Using jq with jless to explore json objects (Draft)

It is possible to use jless to quickly generate paths for jq which will target a given node in a json structure.

This is a really useful feature, but there are a couple of potential 'gotchas' which I'll try to describe here. I'm relatively new to jq, so what I say here should be taken with a pinch of salt, and I'd be very glad to hear any feedback about points that I might have got wrong. With that said, this is my current understanding of how to use jless with jq.

jless

jless is a command line tool for viewing json (and yaml) data. If you'd like to learn more, I have written a brief post about how I use jless, and there is also a helpful user guide on the jless website. When you're exploring a data structure with jless, you can use shortcut commands to generate paths to the currently focused node:

In this post I'm outlining how to use the output of the jq command.

jless with jq

According to the jless user guide the command yq copies "a jq style path that will select the currently focused node" to the clipboard.

This is true, but I find that it's perhaps not as clear as it could be. In theory, there are lots of different kinds of jq filters which would select any given node, but they might differ in which other nodes would be selected by that path.

My understanding is that the jq paths which jless generates are filters which jq can use to extract the currently focused value and any values occupying the same position in the json structure. We should think of structure here in a particular way, where essentially two values share a structural position if you can change the path (such as would be generated by yp) by only editing the array indices in the path.

It might be easier to illustrate with an example:

{
  "drinks": [
    {
      "name": "earl gray",
      "ingredients": ["earl gray tea bag", "lemon slice", "boiling water"]
    },
    {
      "name": "macchiato",
      "ingredients": ["espresso", "foamed milk"]
    }
  ]
}

Let's imagine that we've focused on the line containing the value 'lemon slice' and asked jless to generate a jq path for it. The path it generates is:

  .drinks[].ingredients[]

If you feed this path into jq, it does capture the value 'lemon slice'. But it will also capture 'earl gray tea bag', 'boiling water', 'espresso', and 'foamed milk'.

The JavaScript-style paths to the values captured by this jq filter are as follows:

 .drinks[0].ingredients[0]
 .drinks[0].ingredients[1]
 .drinks[0].ingredients[2]
 .drinks[1].ingredients[0]
 .drinks[1].ingredients[1]

We can see from this that the object or dictionary keys stay constant, but that the array indexes change. The jq filter generated by jless will capture any values which can be accessed by substituting different numbers into the path that gets us to our original value 'lemon slice'.

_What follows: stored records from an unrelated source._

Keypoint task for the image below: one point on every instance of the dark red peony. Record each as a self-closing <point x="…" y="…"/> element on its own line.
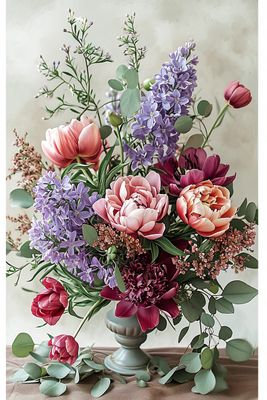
<point x="192" y="167"/>
<point x="50" y="304"/>
<point x="150" y="288"/>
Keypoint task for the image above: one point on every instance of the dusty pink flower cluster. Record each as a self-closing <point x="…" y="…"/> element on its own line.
<point x="223" y="254"/>
<point x="26" y="161"/>
<point x="107" y="236"/>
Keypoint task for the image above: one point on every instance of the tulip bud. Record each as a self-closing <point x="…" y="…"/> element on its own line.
<point x="237" y="95"/>
<point x="148" y="83"/>
<point x="115" y="119"/>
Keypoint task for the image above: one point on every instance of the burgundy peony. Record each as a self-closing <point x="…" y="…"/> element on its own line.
<point x="237" y="95"/>
<point x="50" y="304"/>
<point x="64" y="349"/>
<point x="192" y="167"/>
<point x="150" y="288"/>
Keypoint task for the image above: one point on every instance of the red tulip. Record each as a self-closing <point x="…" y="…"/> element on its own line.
<point x="50" y="304"/>
<point x="237" y="95"/>
<point x="64" y="349"/>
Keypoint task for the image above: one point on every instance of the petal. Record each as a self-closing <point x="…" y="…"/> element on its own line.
<point x="148" y="317"/>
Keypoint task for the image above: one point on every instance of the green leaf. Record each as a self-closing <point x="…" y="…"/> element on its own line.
<point x="143" y="375"/>
<point x="105" y="131"/>
<point x="20" y="198"/>
<point x="239" y="350"/>
<point x="206" y="358"/>
<point x="52" y="388"/>
<point x="242" y="209"/>
<point x="115" y="84"/>
<point x="251" y="212"/>
<point x="131" y="77"/>
<point x="58" y="370"/>
<point x="162" y="323"/>
<point x="167" y="246"/>
<point x="224" y="306"/>
<point x="100" y="387"/>
<point x="250" y="261"/>
<point x="20" y="376"/>
<point x="239" y="292"/>
<point x="183" y="124"/>
<point x="33" y="370"/>
<point x="225" y="333"/>
<point x="207" y="320"/>
<point x="191" y="361"/>
<point x="205" y="382"/>
<point x="212" y="305"/>
<point x="130" y="102"/>
<point x="119" y="280"/>
<point x="183" y="333"/>
<point x="89" y="234"/>
<point x="22" y="345"/>
<point x="194" y="141"/>
<point x="121" y="71"/>
<point x="204" y="108"/>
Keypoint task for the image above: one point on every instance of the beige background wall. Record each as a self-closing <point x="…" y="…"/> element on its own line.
<point x="226" y="36"/>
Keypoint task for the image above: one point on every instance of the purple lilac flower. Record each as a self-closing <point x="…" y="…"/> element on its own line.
<point x="62" y="209"/>
<point x="169" y="98"/>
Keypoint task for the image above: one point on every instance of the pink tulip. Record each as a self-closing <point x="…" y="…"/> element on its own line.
<point x="64" y="349"/>
<point x="206" y="208"/>
<point x="134" y="205"/>
<point x="237" y="95"/>
<point x="63" y="145"/>
<point x="51" y="303"/>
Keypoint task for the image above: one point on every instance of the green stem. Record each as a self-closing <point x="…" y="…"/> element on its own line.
<point x="221" y="114"/>
<point x="87" y="316"/>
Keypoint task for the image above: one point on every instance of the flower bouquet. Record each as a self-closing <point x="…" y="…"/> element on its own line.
<point x="134" y="208"/>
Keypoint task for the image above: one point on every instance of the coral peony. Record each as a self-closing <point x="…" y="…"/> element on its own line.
<point x="206" y="208"/>
<point x="64" y="349"/>
<point x="50" y="304"/>
<point x="193" y="166"/>
<point x="134" y="205"/>
<point x="150" y="288"/>
<point x="237" y="95"/>
<point x="65" y="144"/>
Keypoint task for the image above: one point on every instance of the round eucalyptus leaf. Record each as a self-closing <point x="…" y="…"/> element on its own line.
<point x="52" y="388"/>
<point x="183" y="124"/>
<point x="22" y="345"/>
<point x="239" y="350"/>
<point x="21" y="198"/>
<point x="239" y="292"/>
<point x="100" y="387"/>
<point x="204" y="108"/>
<point x="225" y="333"/>
<point x="205" y="381"/>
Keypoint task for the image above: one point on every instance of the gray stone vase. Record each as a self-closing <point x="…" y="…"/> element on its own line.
<point x="129" y="358"/>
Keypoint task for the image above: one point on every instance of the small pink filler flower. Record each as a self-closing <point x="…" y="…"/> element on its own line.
<point x="206" y="208"/>
<point x="64" y="349"/>
<point x="134" y="205"/>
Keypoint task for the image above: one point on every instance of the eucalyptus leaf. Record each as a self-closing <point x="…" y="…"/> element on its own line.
<point x="239" y="292"/>
<point x="21" y="198"/>
<point x="52" y="388"/>
<point x="239" y="350"/>
<point x="100" y="387"/>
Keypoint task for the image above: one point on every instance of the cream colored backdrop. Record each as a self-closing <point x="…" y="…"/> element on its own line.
<point x="226" y="36"/>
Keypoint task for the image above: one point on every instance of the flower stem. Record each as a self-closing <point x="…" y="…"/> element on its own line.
<point x="87" y="316"/>
<point x="214" y="126"/>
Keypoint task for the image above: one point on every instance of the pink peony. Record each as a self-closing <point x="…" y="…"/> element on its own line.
<point x="50" y="304"/>
<point x="206" y="208"/>
<point x="150" y="288"/>
<point x="78" y="139"/>
<point x="64" y="349"/>
<point x="134" y="205"/>
<point x="237" y="95"/>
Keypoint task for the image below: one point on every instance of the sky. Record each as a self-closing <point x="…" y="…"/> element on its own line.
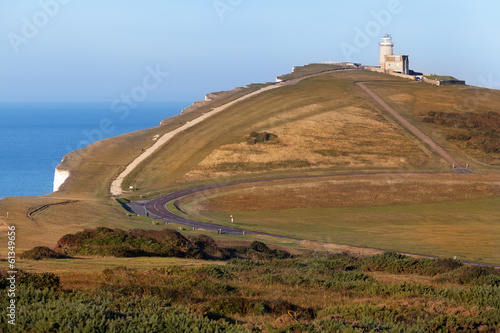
<point x="164" y="50"/>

Collecting the values from a data structure which share this kind of 'structural' position is a common task, and I've found this to be a really useful shortcut. It's true that writing the same sort of query in JavaScript or Python would be fairly trivial, but it would still take a certain amount of work to load and parse the json data, work out the right path structure, write the loops, etc. When we're just exploring a dataset, rather than trying to build functionality around it, combining jless and jq can be used to very quickly and easily generate insights.

A potential 'gotcha'

Having said this, there is at least one potential problem to watch out for when using jless to generate jq filters.

To illustrate, consider a slight variation on our original json object:

{
  "drinks": [
    {
      "name": "earl gray",
      "ingredients": ["earl gray tea bag", "lemon slice"]
    },
    {
      "name": "macchiato",
      "ingredients": ["espresso", "foamed milk"]
    },
    {
      "name": "custard"
    }
  ]
}

For whatever reason, the author of this object hasn't added any ingredients for 'custard'. Now if we focus on 'lemon slice' in jless and ask it for a jq path, we'll get the same path we did before: .drinks[].ingredients[]. But if we use this path for the new file which includes the 'custard' entry, jq will throw an error:

  jq: error (at <stdin>:21): Cannot iterate over null (null)

We've hit a familiar problem with json paths here. Essentially, with this command we're asking jq to access a value at a path which doesn't exist. jless doesn't appear to know this, so the path it gives us will only run without errors if at each point in the tree that we're navigating, the key or array that it expects for the original case is also present on the other isomorphic branches.

The good news is that jq has a built-in option for avoiding these kinds of errors. Much like optional chaining in JavaScript, you can put a ? after a path segment and jq will not throw errors if it doesn't find what it's expecting for that segment on any given branch.

In this case, we can modify the query as follows:

 cat jq-break-test.json | jq '[.drinks[].ingredients[]?]'

This gives us something more like what we probably want here:

["earl gray tea bag", "lemon slice", "espresso", "foamed milk"]

It's tempting to just make all path segments optional in this way, to avoid errors, but it's also worth bearing in mind that key and index errors can be a useful check on whether your assumptions about a json structure are accurate, so for some purposes it will be worth using as few ? operators as you can get away with.

I hope that helps if you want to try out using jless with jq to explore json data. Questions, corrections, or suggestions for alternative ways to approach these kinds of tasks are very welcome!